Fang Jinggang, diretor da livraria Utopia, um dos celeiros do
neomaoísmo, diz se tratar de uma "contrarrevolução": "Os intelectuais
maoístas são extremamente marginalizados", ele lamenta. "E a classe
capitalista dominante se esforça para dissimular as lutas de classe em
andamento". Fang constata uma certa "frieza" nos meios oficiais em
relação a Mao. Mas "o povo continua a celebrá-lo com carinho", ele se
consola.
O jornal "Global Times", próximo dos meios
nacionalistas e defensor do legado de Mao, enaltece continuamente a
importância do aniversário, chegando a afirmar que quase 80% dos
entrevistados em uma pesquisa acreditam que "as realizações de Mao
superam seus erros". O jornal também se mantém na defensiva, acusando os
"liberais" de "repudiarem totalmente o papel de Mao na história
chinesa", e pleiteia a "coexistência de opiniões diferentes". O
argumento dos defensores do Grande Timoneiro é que ele teria lançado as
bases para a China das reformas.
Seus detratores observam que o
crescimento econômico só decolou a partir do momento em que os
sobreviventes dentre aqueles que foram alvo de seus expurgos voltaram ao
poder, no final dos anos 1970. O resto foram só disputas de poder e
destruições – os historiadores calculam que a fome contínua no Grande
Salto Adiante causou entre 30 e 45 milhões de mortes.
Para o
PCC, o importante é evitar que Mao lhe escape: "Eles querem a qualquer
custo manter o poder de comemorar Mao", explica a jornalista e
dissidente Gao Yu, em Pequim. "Eles desconfiam dos extremistas de
esquerda que teriam tendência a reativar a Revolução Cultural, o que
está fora de questão, ao mesmo tempo em que controlam e contêm as
críticas a Mao nos meios liberais."
Para o PCC, continuar
celebrando Mao também equivale a dizer que não se pode questionar o
partido único: "O que constrange os oficiais é o fato de que as pessoas
têm tido uma imagem cada vez mais negativa de Mao.

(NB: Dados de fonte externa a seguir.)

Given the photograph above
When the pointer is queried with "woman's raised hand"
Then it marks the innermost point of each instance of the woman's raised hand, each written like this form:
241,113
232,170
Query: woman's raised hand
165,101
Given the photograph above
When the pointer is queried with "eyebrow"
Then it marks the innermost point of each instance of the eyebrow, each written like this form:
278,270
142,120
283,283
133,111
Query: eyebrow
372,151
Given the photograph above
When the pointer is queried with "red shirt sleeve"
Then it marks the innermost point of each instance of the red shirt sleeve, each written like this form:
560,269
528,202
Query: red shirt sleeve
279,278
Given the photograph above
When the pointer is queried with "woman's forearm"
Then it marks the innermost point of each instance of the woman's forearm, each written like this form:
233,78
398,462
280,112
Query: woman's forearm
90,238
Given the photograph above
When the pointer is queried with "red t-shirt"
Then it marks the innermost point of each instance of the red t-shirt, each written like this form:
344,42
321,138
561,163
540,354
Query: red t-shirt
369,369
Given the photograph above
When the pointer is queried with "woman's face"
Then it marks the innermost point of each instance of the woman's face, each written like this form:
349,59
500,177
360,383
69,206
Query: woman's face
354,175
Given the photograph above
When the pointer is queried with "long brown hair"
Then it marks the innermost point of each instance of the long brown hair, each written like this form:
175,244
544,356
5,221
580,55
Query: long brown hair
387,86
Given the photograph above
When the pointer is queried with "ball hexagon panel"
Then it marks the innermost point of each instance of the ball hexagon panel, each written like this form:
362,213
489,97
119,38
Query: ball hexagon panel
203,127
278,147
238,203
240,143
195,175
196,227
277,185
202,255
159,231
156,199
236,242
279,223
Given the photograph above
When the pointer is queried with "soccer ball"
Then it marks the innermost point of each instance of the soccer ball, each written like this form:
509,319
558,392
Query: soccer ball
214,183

Mas eles apreciam seu
principal legado: ter permitido que os oficiais do partido tivessem
todos os poderes", acredita Bao Tong, braço direito do ex-oficial Zhao
Ziyang, expurgado em 1989.
O paradoxo é ainda mais evidente
entre os filhos da nobreza vermelha, como Xi Jinping, o número um
chinês. "Apesar dos tormentos e, em alguns casos, das torturas sofridas
por seus pais durante o governo de Mao, eles são obrigados a reconhecer
que o poder do partido foi estabelecido por Mao e que, sem ele, eles não
estariam onde estão", diz Bao. No entanto, Xi Jinping cultiva a
ambiguidade. Ele achou de bom tom se levantar contra qualquer
"negativismo" sobre os trinta anos que precederam a era de Deng
Xiaoping, ou seja, a China de Mao. Para desgosto dos meios liberais, ele
reativou o conceito de linha de massa elaborada por Mao, bem como as
sessões de autocrítica coletiva para os oficiais.
Esses
posicionamentos e a visita simbólica ao mausoléu são vistos como sinais
de apaziguamento da parte de Xi Jinping em relação aos maoístas e, de
forma mais geral, aos príncipes vermelhos. Isso parece também favorecer o
surgimento de outras referências histórias: em outubro, o primeiro
secretário do partido comemorou o centenário do nascimento de seu
próprio pai, Xi Zhongxun, que era vice-premiê antes de ser expurgado por
Mao em 1962. Para alguns, o fato de Xi Jinping ter recorrido às
ferramentas tradicionais de governança do partido remete mais a esse
período de gestão coletiva do país do que a um culto ao maoísmo. Além
disso, a biografia de Chen Duxiu, um comunista de primeira hora que se
desentendeu com Mao, acaba de ser publicada.
Em novembro, Xi
Jinping vistou Hunan sem passar por Shaoshan, lugar de nascimento de
Mao. No mesmo mês, ele foi até o templo de Confúcio, em Shandong, onde
convidou os chineses a reconstruírem uma moralidade a partir daquilo que
fosse positivo nas crenças tradicionais. Mao não está pronto para ser
derrubado na China. Mas sua influência poderá ser diluída entre as de
outras figuras tutelares.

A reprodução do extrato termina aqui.